During my time in Sri Lanka, I grew fond of the locals and their stories. Hit by tsunamis, landslides and religious differences they told me stories of addiction and abuse but also of love. As I was passing through, intimate relations opened up in an instant, and I had the privilege to glance into these people’s lives. Apart from the hustling tuk-tuk drivers and sellers, I was greeted with sincere curiosity, compassion, and an eagerness to help.
Countless people carried my heavy camera bag, filled with all my valuables, on public transit so I could hold on and safely watch the landscape speed by during the horrific rides. Without a shared language, a little girl saved me from a rainstorm in the mountainous fields, and I got refuge at a group home filled with giggling women. One of them, either pregnant or sick, was actively attended to by the others and they brought tea from a hole in the lime green wall connected to the kitchen. The whole tiny village was buzzing because of my presence and cheeky children were enthusiastically bursting out words in English as I walked past when the storm cleared.

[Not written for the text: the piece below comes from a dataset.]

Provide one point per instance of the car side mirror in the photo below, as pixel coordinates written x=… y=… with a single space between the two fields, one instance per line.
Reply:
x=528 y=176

The man with the moustache spent most of his life in misery accompanied with alcohol to cope, until he one day woke up and changed it all. He went to the temple without knowing why, stopped drinking and now he is helping others to heal. He radiates an enormous sadness, filled with the warmest compassion. He is much like the man in the other portrait who is an incredibly loyal caretaker at a retreat owned by an adorable couple. Spreading an air of empathy, grace, and a willingness to help, he cut up a coconut for me to drink and gladly posed for shots.